Wie und wann hast du angefangen, Live-Malerei in deinen Inszenierungen einzusetzen?
Als ich noch Schauspielintendant in Leipzig war, lernte ich dort den Bildenden Künstler Tilo Baumgärtel kennen, mit dem mich seitdem eine Freundschaft und Arbeitsbeziehung verbindet. Wir schätzen jeweils die Arbeit des anderen und haben erforscht, wie Bildende Kunst und Theater sich zusammenbringen lassen. Der Versuch, Bühnenbilder zu malen, war für ihn ein Drama: Als Bühnenbildner musst du ein Gefühl für den Rahmen haben. Das Spiel steht im Zentrum. Wenn du ins Zentrum der Bühne die Fantasie eines Bildes stellst, muss darum herumgespielt werden. Irgendwann fing Tilo an, mir animierte Bilder und Filme zu schicken, die ich auf die Bühne projizieren konnte – damit konnten wir arbeiten. Und als ich am Staatsschauspiel Dresden ERNIEDRIGTE UND BELEIDIGTE von Dostojewskij inszenierte, hatte ich den Traum, live auf der Bühne mit den Schauspieler*innen zu malen, ein Bild, das in mehreren Etappen entsteht. Das entsprach der Struktur des Romans, der als Fortsetzungsroman in der Zeitung erschienen ist und sich daher im Tonfall verändert. Wir stellten eine Leinwand auf die Bühne, die wir mit einem Videoprojektor so anstrahlten, dass Inhalte, die Tilo vorgezeichnet hatte, von den Schauspieler*innen mit Schablonen und einstudierten Maltechniken übertragen werden konnten. Die Entscheidung, bei ALSO SPRACH ZARATHUSTRA zu malen, wo wir eine andere Technik anwenden, hat mit der Sinnlichkeit zu tun, nach der wir suchen. Wie kann man mit Sprache musizieren, wie kann man sich ausdrücken, wenn Worte nicht ausreichen? Dem Intellektuellen, in sich Abgeschlossenen möchte ich etwas zur Seite stellen, das den Themen erlaubt, auszufransen, den Melodien, ineinanderzufliessen und symphonisch werden, solistisch zu werden, die unerschütterliche emotionale Wahrheit eines «Ich liebe dich» zu vermitteln, eines «Bist du gerade gestorben?», eines «Ich hasse dich» oder «Ich kann dich nicht mehr lieben». All das empfindet man sofort durch Musik, ohne, dass Informationen ausgetauscht werden müssen. Musik spricht anders. Malerei spricht anders. Deswegen spielen sie eine Rolle an diesem Abend.
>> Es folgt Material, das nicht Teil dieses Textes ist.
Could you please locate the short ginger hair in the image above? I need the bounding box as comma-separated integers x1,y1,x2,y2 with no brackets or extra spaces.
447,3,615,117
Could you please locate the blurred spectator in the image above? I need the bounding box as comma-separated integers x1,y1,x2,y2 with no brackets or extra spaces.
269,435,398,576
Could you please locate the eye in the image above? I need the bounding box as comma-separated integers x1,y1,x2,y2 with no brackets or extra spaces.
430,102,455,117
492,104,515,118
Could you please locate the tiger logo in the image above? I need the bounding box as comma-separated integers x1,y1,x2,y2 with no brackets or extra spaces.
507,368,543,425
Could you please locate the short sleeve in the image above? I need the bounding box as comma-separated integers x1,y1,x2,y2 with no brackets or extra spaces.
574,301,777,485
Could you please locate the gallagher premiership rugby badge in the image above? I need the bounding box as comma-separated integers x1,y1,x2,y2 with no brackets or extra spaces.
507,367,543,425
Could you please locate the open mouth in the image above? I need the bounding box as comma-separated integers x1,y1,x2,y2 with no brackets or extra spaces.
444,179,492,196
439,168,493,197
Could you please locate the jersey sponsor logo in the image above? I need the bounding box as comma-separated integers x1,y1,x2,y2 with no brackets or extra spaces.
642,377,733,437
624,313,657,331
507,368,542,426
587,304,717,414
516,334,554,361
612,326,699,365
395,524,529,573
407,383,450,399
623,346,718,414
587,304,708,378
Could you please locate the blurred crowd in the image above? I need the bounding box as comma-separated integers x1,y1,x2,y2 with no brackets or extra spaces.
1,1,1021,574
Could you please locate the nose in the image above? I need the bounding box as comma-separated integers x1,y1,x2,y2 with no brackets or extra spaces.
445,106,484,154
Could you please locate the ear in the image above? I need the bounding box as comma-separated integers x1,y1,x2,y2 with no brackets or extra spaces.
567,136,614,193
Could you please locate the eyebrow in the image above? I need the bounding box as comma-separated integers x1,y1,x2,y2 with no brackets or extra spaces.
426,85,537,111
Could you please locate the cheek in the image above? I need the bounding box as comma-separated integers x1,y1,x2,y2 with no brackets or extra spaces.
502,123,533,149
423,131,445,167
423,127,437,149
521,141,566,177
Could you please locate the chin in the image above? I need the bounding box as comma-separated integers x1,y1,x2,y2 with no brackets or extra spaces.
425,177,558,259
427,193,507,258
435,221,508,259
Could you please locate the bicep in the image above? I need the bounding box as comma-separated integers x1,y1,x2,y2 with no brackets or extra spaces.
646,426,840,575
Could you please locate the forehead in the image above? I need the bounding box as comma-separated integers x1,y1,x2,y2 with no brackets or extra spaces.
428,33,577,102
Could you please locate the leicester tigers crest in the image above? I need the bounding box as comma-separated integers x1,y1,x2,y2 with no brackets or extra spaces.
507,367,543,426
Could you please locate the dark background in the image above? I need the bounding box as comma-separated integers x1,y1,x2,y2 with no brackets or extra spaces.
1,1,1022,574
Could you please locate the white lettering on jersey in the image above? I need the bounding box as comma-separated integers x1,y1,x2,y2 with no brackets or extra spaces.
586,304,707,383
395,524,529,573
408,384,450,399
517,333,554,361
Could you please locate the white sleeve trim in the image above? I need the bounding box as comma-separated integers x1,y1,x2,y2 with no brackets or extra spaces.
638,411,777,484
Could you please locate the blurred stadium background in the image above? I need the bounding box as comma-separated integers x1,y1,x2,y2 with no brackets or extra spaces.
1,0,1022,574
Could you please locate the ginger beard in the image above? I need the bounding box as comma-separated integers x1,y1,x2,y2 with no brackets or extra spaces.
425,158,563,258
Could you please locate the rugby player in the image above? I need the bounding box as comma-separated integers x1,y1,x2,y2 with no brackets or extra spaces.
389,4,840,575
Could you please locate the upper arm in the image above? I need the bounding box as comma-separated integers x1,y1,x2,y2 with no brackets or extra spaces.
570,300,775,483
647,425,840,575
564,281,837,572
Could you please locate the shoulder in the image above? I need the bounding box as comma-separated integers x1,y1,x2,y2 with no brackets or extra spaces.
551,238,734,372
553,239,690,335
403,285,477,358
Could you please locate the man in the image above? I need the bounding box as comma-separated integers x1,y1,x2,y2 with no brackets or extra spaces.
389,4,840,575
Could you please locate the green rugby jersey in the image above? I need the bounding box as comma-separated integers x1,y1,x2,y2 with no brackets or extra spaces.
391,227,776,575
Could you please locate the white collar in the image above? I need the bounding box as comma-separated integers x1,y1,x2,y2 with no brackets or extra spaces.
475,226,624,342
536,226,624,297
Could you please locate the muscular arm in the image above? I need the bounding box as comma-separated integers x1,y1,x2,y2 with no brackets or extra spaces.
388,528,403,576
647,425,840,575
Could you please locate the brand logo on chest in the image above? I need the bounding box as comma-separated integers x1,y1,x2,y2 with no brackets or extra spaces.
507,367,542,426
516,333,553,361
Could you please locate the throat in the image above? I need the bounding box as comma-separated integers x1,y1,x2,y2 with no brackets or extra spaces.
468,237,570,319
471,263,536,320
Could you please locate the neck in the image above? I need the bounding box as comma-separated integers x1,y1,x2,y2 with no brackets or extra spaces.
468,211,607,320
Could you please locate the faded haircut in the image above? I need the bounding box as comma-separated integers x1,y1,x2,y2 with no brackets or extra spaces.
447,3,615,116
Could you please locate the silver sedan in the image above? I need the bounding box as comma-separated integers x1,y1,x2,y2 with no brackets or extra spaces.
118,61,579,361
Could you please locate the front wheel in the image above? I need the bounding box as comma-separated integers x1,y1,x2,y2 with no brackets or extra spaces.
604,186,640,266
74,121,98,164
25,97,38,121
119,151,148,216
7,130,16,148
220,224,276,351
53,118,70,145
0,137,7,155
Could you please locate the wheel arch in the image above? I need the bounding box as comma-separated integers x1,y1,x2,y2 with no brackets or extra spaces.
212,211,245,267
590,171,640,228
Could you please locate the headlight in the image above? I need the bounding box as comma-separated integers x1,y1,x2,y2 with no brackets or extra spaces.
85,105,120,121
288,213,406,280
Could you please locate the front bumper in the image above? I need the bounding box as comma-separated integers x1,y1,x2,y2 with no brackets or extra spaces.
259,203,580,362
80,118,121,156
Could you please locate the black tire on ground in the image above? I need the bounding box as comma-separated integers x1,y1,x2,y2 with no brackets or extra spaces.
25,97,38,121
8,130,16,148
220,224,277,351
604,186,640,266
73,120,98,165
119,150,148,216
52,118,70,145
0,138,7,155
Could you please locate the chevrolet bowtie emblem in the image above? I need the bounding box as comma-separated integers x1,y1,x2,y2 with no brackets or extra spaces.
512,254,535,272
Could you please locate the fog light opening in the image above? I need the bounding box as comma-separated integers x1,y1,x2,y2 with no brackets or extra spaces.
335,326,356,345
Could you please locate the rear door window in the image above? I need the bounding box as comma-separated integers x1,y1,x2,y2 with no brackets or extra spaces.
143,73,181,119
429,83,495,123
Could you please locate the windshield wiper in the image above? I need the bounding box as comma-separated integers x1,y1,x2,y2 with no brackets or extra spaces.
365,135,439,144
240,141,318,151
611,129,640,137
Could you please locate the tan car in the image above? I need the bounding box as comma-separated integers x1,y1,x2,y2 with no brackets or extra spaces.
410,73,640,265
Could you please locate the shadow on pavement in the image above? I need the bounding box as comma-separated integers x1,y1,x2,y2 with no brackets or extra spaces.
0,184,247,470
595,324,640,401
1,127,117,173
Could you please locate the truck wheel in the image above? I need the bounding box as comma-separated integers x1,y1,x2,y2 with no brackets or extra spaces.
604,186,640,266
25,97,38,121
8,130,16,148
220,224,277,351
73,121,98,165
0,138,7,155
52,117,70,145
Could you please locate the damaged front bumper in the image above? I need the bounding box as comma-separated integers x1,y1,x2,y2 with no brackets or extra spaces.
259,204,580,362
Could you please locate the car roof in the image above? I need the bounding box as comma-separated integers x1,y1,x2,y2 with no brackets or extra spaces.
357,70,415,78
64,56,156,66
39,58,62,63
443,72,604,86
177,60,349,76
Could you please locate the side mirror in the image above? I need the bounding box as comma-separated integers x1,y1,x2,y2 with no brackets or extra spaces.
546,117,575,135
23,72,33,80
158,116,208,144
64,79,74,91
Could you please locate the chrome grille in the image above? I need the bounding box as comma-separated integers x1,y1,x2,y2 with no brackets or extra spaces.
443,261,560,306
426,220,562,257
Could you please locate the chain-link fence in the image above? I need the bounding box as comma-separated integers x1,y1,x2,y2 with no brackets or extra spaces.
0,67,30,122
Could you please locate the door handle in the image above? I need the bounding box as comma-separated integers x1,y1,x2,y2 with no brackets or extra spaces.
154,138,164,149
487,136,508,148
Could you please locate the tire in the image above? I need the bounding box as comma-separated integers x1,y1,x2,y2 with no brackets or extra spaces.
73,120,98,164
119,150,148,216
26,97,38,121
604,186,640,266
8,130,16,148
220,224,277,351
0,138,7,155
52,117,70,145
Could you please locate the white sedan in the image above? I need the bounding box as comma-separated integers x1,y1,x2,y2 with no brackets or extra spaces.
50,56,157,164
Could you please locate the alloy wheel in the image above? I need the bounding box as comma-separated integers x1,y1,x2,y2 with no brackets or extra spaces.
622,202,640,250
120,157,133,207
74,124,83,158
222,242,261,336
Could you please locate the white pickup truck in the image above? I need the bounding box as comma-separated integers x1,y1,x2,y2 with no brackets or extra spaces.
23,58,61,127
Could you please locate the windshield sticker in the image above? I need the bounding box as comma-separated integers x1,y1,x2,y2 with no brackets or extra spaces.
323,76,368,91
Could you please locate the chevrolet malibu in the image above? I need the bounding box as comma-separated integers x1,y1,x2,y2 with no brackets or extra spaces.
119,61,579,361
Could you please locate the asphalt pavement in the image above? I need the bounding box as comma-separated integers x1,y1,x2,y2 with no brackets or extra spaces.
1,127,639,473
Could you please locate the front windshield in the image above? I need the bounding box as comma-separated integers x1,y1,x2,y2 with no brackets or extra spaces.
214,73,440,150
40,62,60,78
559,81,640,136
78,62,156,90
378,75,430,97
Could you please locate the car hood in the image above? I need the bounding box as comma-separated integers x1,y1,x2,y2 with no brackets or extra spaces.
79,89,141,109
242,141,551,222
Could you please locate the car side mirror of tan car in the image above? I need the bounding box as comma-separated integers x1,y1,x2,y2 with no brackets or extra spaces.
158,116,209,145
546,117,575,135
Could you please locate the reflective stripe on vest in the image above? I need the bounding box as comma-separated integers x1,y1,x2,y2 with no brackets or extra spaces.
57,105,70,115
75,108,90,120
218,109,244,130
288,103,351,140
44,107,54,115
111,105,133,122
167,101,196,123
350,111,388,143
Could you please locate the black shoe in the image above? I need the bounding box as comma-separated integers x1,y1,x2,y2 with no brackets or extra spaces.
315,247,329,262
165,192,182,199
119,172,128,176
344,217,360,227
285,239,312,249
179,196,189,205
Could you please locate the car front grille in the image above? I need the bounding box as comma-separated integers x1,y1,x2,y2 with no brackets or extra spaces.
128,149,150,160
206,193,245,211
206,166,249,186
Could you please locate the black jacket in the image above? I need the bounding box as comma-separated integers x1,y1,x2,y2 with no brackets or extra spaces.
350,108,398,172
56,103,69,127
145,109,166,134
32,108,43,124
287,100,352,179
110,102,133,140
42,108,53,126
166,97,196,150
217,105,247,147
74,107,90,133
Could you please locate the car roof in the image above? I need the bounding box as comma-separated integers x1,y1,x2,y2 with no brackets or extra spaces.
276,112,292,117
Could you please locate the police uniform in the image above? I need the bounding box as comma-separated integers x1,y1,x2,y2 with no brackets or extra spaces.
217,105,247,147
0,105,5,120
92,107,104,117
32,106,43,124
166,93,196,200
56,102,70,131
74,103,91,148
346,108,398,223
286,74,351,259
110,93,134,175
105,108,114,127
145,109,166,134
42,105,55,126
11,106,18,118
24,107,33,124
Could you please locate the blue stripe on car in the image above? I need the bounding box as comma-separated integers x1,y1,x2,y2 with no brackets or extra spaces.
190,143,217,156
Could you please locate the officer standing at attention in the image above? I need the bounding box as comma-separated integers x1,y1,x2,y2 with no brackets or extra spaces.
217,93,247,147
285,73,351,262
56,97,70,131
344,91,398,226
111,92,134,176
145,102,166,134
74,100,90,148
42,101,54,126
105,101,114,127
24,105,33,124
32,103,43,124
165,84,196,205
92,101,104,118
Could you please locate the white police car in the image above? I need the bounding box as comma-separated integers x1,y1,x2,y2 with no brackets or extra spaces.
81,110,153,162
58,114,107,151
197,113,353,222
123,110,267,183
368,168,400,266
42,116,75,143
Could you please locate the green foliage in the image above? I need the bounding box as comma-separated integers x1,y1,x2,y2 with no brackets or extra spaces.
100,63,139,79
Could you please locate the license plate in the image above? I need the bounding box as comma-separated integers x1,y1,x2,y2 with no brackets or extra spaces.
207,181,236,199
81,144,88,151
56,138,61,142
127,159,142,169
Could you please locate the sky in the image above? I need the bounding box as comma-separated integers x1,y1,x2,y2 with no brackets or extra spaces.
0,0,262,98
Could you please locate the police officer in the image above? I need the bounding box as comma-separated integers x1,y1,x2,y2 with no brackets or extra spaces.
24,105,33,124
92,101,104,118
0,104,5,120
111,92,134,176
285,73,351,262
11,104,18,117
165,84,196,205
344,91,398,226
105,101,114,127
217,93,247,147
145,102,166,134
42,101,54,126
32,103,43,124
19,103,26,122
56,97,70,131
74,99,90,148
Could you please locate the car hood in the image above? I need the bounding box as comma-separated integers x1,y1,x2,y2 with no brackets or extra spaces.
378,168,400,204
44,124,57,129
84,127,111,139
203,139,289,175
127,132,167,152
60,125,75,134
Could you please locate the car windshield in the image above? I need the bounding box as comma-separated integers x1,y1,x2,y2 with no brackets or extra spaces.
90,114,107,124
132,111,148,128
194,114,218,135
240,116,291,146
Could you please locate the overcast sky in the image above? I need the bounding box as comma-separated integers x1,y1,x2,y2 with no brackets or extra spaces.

Du arbeitest in einem eingespielten Team und mit einem Ensemble, in dem dir mehrere Schauspieler*innen aus anderen Arbeiten bereits vertraut sind. Welche Rolle spielt Kollektivität für dich, was suchst du in künstlerischer Zusammenarbeit?
An den Menschen, die mich seit Jahren begleiten, durfte ich meine Autonomie kennenlernen. Ich durfte kennenlernen, dass ich für mich frei denken darf und dann in einen Dialog treten, und ich habe an der Autonomie dieser Menschen kennengelernt, wie es ist, wenn man sich nicht gegenseitig manipuliert, sich keine Konzeptionen aufzwingt; wenn man nicht sagt: «Erfülle meine Vision», sondern die unterschiedlichsten Kräfte so nebeneinanderspielen, dass sie ein komplexes Bild von individuellen Aussagen abgeben und nicht nur von einem Geschmack. Wenn man nicht verschlungene und angstvolle Wege geht, kann über den Probenzeitraum einer Inszenierung eine besondere zwischenmenschliche Kraft entstehen. Man beginnt, einander von unterschiedlichen Seiten zu sehen und neu sichtbar zu machen. Und zu jeder Zeile eines ZARATHUSTRA von Nietzsche hat jeder, nicht böswillig, sondern intuitiv, eine andere Haltung.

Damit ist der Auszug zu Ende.